The Missing Link in Most Treatment Approaches: “The Transitional Stage of Communication”

Dr. Elisa Shipon-Blum’s Social Communication Anxiety Treatment® (S-CAT®) recognizes the Transitional Stage of Communication as “Stage 2” on the Social Communication Bridge®.  Typically, not implementing the right strategies—when the individual feels an expectation to speak—only reinforces their anxiety. Therefore, the person will remain “stuck” in nonverbal communication.

  • The child with SM is often stuck in the nonverbal stage (stage 1) and cannot just begin speaking.
  • For older children/teens who have been mute for years, they are that much more stuck, even if they appear comfortable and relaxed.

So often we hear, “He is right there! I just know it! He will start to speak any day!” Sadly, this rarely happens within an environment where the child has been mute for a long time. The saying, “So close, but yet so far,” is more appropriate for the majority of older children and teens, especially those who have been mute for many years in one specific location (such as school) and with specific people (such as select relatives/friends).

Q: How then do you get someone to speak if lowering anxiety is not enough?

A:  The Missing Link is helping the person unlearn their conditioned mute behavior and using transitional strategies (Stage 2) to bridge from nonverbal (Stage 1) to verbal communication (Stage 3).


Q: What are the missing link strategies*?

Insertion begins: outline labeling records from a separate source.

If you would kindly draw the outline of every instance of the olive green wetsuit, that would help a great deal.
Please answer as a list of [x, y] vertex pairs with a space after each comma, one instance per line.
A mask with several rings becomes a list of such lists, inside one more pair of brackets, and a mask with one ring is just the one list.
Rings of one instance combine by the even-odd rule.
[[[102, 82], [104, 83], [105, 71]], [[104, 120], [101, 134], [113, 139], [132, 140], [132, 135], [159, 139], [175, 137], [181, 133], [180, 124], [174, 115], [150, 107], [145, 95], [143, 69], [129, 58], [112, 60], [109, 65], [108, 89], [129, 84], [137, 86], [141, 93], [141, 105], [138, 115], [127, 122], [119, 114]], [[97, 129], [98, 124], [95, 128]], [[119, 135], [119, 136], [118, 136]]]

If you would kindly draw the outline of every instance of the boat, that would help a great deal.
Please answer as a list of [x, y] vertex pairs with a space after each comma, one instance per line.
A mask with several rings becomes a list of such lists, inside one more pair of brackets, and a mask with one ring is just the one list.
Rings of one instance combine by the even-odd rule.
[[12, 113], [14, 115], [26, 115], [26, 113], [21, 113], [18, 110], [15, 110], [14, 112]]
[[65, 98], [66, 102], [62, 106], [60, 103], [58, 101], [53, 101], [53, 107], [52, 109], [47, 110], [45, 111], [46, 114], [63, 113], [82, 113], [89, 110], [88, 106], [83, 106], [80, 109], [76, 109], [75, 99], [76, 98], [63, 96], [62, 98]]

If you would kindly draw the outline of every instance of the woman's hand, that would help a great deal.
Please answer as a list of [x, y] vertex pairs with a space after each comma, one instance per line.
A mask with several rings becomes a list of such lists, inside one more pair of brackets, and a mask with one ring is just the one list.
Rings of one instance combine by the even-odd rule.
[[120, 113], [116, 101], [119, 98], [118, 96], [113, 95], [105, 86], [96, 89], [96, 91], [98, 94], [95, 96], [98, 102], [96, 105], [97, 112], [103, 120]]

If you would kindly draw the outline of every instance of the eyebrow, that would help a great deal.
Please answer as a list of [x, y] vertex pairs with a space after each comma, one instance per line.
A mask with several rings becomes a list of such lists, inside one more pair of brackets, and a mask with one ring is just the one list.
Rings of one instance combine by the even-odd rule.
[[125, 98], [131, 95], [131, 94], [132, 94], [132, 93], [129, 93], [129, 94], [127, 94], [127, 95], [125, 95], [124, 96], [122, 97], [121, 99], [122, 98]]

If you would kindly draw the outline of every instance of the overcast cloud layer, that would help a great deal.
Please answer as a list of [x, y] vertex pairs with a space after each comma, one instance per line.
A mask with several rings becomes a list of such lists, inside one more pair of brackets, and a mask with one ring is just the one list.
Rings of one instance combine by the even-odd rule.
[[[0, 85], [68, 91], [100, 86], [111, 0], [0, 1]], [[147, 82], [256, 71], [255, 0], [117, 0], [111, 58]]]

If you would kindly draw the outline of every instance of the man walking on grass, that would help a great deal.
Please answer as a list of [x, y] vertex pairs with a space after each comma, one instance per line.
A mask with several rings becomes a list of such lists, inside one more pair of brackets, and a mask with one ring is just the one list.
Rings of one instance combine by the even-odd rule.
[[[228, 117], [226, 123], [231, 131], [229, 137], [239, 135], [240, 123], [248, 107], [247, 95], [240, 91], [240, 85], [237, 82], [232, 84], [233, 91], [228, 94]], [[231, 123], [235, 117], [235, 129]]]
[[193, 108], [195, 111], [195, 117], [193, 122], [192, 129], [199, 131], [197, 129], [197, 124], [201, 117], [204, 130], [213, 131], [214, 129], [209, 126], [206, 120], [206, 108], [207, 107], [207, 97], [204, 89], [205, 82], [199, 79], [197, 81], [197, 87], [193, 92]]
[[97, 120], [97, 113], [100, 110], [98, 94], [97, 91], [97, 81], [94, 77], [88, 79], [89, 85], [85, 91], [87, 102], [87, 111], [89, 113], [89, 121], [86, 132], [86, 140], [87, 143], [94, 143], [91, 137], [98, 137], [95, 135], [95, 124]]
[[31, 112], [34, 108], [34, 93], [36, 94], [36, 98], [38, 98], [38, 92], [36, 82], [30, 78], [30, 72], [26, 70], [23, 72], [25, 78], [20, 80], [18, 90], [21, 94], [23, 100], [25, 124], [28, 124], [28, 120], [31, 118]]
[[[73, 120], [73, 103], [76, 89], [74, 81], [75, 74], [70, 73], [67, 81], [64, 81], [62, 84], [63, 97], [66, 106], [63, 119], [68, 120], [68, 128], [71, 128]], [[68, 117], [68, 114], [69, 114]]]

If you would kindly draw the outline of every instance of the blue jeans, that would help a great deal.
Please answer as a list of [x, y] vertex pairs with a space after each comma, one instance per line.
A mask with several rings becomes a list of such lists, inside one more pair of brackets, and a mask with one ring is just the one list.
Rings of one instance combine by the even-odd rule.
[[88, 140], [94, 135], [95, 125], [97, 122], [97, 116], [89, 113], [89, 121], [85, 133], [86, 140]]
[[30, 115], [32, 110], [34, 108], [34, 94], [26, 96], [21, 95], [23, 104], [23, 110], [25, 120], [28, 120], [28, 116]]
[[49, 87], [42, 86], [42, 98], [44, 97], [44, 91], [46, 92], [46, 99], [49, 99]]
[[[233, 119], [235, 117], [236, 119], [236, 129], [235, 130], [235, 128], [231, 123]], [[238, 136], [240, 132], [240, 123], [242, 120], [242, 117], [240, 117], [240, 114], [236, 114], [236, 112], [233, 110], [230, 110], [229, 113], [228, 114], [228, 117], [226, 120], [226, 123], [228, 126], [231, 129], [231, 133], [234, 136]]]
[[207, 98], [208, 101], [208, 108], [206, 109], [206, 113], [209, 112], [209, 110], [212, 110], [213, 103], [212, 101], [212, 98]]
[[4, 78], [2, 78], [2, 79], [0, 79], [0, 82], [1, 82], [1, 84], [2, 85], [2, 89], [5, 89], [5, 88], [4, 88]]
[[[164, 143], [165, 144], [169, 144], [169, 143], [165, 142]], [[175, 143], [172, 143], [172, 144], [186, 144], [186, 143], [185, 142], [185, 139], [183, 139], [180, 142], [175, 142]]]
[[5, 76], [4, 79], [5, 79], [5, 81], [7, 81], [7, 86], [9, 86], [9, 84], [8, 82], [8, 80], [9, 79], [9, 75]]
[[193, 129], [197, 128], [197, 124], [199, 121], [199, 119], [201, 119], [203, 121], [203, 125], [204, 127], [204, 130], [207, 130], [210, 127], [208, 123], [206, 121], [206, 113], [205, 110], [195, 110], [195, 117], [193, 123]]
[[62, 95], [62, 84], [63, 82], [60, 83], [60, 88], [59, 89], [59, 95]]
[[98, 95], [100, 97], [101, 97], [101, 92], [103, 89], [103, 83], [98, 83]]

A: Use a Verbal Intermediary® (Use of person or object that child/teen uses to communicate), Sounds-to-Words or perhaps the Ritual Sound Approach (RSA)® (Fun, nonchalant shaping of sounds to words and using phonetics in a structured and purposeful way), Augmentative Devices to help the child get used to having their words heard or for school-based accommodations.

*Please note that all strategies are developed by the clinician and individualized to the child/teens needs. Strategies are then taught to parents and teachers to work on with the individual. The individual is often an active participant via playing fun games/charting or doing purposeful goals to cross the Social Communication Bridge®.  

A key factor in S-CAT® is to remember that we cannot expect individuals with SM to jump across the Bridge® from nonverbal (Stage 1) to verbal (Stage 3) in environments that they are not comfortable. The “missing”, transitional stage (Stage 2) allows for incremental improvements in communication, making this “jump” seem less daunting.